My mom kicked me out because her girlfriends child told her mom i hit her..( i would never do such a thing to a child), and my father kicked me out because i disrispected his girlfriend. i dont really care that im kicked out im living in a good place now, have a job, and go to school finally (they took me out a week after they kicked me out, the court made them put me back). Im ten weeks pregnant and my familly absolutly hate's the guy who got me pregnant. ive been through this before with him i misscarried and my parents tried to put him in jail..
i know alot of drama.

I plan on keeping the child i know i might be young but i have a good head on my shoulders and ive raised my cuzins since they were new borns.
anything else you can message me.
Helpful - 0
Avatar universal
First of all, congratulations! Even though this probably wasn't planned your life is definitely about to change.

So why'd your parents kick you out? And where are you staying now?

Do you think they'd let you move back in and help you?

I definitely think you should tell them and the sooner the better. They'll find out sooner or later and they may feel hurt if you waited a long time to let them know. How to tell them? Definitely call them together and have a private conversation. It'd be good to go in with "a plan" like how you're going to raise a baby (are you going to work? continue school? etc.).

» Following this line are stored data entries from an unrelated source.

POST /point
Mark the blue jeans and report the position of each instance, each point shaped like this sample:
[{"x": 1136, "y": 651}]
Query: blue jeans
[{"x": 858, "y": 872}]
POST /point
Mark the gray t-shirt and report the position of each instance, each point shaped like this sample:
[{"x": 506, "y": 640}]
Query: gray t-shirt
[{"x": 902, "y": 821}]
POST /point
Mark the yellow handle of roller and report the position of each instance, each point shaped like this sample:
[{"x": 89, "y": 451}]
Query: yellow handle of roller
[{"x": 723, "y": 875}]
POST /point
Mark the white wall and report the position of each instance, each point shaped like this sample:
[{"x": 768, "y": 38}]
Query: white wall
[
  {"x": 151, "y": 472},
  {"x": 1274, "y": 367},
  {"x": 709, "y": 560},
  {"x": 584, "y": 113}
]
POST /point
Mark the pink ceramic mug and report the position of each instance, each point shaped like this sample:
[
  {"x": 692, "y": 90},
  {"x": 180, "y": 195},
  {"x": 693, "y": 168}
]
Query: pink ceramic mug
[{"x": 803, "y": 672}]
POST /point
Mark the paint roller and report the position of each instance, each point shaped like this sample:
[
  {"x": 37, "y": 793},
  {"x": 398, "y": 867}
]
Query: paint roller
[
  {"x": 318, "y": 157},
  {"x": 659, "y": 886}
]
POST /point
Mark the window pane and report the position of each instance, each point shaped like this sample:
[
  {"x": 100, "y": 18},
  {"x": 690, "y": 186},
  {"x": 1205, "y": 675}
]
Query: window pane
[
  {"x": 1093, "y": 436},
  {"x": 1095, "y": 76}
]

I don't know your stance on abortion or if that has crossed your mind. If you feel they will try to pressure you into one I just want you to know that only you can make that decision- NO ONE can force you. Their choice shouldn't haunt you for the rest of your life.

Anyway, let me know if you ever want to chat.
Helpful - 0
568875 tn?1424397205
i think u should tell them. i mean i dont know how ur parents are. but maybe if u tell them they will want to make sure ur taken care of. whats your situation (if u dont mind me asking)? i hope evevrything works out for you. if u need anyone to talk to im here!